Photoacoustic Imaging and Spectroscopy

The research activities of the Photoacoustic (PA) Imaging and Spectroscopy Group are focussed on the development of the instrumentation, methodologies, and genetic reporters for molecular an functional imaging through an interdisciplinary research programme that is conducted in collaboration with groups at the Martin-Luther-Universität Halle-Wittenberg and other institutions involving physicists, engineers, life scientists and clinicians.
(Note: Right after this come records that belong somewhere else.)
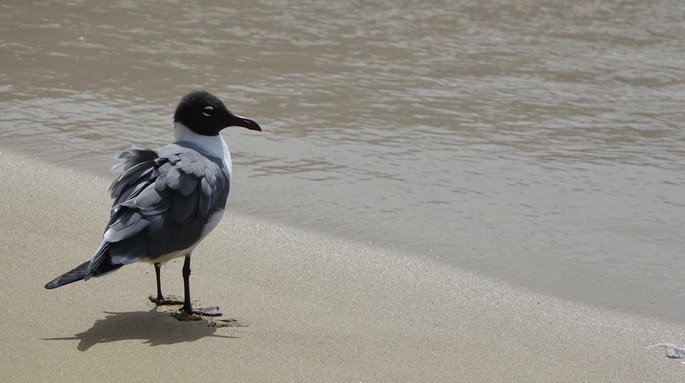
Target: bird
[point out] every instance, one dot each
(166, 201)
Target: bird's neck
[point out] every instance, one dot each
(213, 146)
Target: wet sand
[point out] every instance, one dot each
(302, 307)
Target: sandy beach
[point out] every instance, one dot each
(300, 307)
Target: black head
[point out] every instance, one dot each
(205, 114)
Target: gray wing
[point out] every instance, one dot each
(162, 202)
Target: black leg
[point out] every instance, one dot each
(160, 297)
(186, 286)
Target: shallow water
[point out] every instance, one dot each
(540, 143)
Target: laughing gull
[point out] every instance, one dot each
(167, 201)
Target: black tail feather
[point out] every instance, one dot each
(76, 274)
(79, 273)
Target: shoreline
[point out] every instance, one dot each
(314, 308)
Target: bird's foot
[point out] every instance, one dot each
(166, 301)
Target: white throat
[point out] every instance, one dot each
(213, 146)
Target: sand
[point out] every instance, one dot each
(298, 306)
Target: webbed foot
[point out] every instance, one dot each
(166, 301)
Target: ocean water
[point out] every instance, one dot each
(538, 143)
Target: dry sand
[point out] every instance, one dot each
(306, 308)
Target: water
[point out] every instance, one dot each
(540, 143)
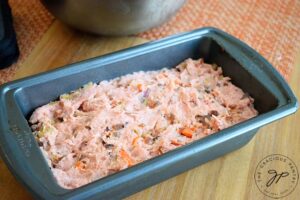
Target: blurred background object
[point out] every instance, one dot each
(117, 17)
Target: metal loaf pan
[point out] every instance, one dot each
(248, 70)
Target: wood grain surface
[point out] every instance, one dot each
(228, 177)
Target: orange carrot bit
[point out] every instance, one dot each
(134, 141)
(126, 157)
(193, 128)
(140, 87)
(175, 143)
(80, 165)
(187, 132)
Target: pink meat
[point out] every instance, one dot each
(101, 129)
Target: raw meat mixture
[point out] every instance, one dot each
(101, 129)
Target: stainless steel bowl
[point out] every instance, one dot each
(113, 17)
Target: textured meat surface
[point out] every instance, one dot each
(103, 128)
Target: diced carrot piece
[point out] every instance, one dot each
(193, 128)
(134, 141)
(175, 143)
(140, 87)
(126, 157)
(187, 132)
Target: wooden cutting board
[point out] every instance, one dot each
(229, 177)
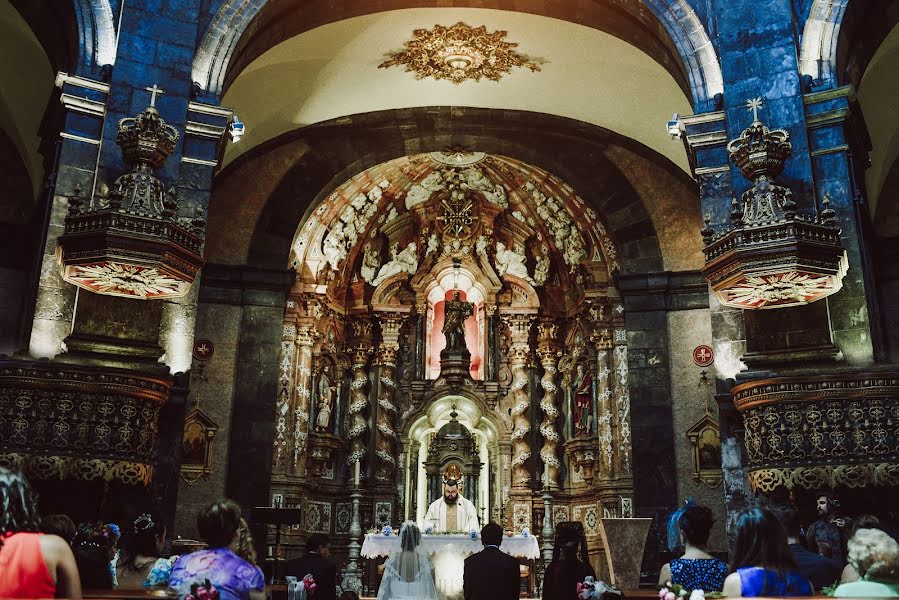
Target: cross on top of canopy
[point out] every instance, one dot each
(416, 214)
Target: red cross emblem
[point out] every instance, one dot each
(703, 356)
(203, 349)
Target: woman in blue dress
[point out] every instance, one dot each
(762, 562)
(696, 569)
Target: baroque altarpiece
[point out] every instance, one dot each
(543, 402)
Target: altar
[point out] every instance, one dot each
(448, 553)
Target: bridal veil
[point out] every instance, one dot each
(407, 573)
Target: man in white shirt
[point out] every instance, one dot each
(452, 512)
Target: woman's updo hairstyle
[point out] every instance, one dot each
(696, 523)
(218, 522)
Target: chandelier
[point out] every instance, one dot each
(132, 243)
(771, 256)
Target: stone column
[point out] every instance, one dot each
(519, 326)
(549, 355)
(387, 410)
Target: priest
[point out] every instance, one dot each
(452, 512)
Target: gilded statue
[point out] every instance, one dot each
(457, 311)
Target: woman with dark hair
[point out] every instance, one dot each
(232, 576)
(762, 562)
(696, 569)
(141, 566)
(567, 569)
(32, 565)
(94, 547)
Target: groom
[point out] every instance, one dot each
(491, 574)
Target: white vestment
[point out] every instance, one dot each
(466, 515)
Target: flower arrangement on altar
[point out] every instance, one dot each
(202, 591)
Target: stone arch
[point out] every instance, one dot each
(820, 37)
(239, 32)
(96, 35)
(332, 152)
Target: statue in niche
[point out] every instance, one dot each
(582, 387)
(511, 262)
(457, 311)
(405, 260)
(325, 401)
(541, 269)
(371, 262)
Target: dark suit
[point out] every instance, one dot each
(820, 571)
(491, 574)
(323, 571)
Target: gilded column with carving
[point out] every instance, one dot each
(622, 408)
(549, 355)
(359, 353)
(305, 339)
(283, 402)
(519, 326)
(386, 446)
(603, 341)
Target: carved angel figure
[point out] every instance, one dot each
(511, 262)
(421, 191)
(405, 260)
(371, 262)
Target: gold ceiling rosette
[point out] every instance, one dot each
(459, 53)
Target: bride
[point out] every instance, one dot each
(408, 574)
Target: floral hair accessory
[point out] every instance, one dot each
(144, 522)
(202, 591)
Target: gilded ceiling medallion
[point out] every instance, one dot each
(459, 53)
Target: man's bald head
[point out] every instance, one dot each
(451, 491)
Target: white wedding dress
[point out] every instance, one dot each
(408, 574)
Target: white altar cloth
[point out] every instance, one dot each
(378, 544)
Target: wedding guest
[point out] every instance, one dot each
(245, 548)
(849, 573)
(696, 569)
(61, 525)
(491, 574)
(820, 570)
(233, 577)
(762, 563)
(94, 547)
(875, 557)
(827, 536)
(32, 565)
(567, 569)
(141, 565)
(317, 563)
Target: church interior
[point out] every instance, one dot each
(589, 259)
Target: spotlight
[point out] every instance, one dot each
(237, 129)
(673, 126)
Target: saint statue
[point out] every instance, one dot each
(325, 401)
(456, 311)
(452, 512)
(583, 402)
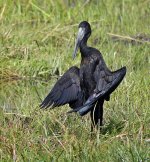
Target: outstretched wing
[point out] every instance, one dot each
(105, 86)
(66, 90)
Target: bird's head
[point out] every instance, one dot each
(83, 34)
PA image of a melanin expressing tumour and the surrounding normal vasculature.

Hybrid forward models for quantitative photoacoustic tomography of blood oxygen saturation

Biomedical photoacoustic (PA) tomography is based on the generation of ultrasound in the tissue via the absorption of intensity-modulated light. Due to the dominant absorption of haemoglobin in the visible and near-infrared wavelength range, it provides high-resolution 3D images of the vasculature in soft tissue. It is also sensitive to exogenous and genetically expressed contrast agents. A major potential of this technology lies in the ability to recover 3D high resolution images of absolute chromophore concentrations (e.g. oxy- and deoxyhaemoglobin, contrast agents) as well as derived functional parameters, such as blood oxygen saturation. The development of methods for quantitative PA tomography is of crucial importance for the translation of this technology to routine applications in functional and molecular imaging. In this project, comprehensive forward models will be developed to predict multispectral PA images that closely agree with those acquired using different tomographic PA scanner platforms. The models will be used in adjoint form in new inversion algorithms, which will be experimentally validated on images of tissue phantoms acquired using novel experimental methods. The limitations of the new methods will be evaluated in silico. It is envisaged that the models developed in this project will enable true quantitative PA tomography using both model-based and data-driven inversions. The successful development of these models and methods will provide a basis for rapid translation of functional and molecular PA imaging to applications in biology, the life sciences and medicine.

Investigators: Guo Tang (PhD candidate), Jan Laufer (PI)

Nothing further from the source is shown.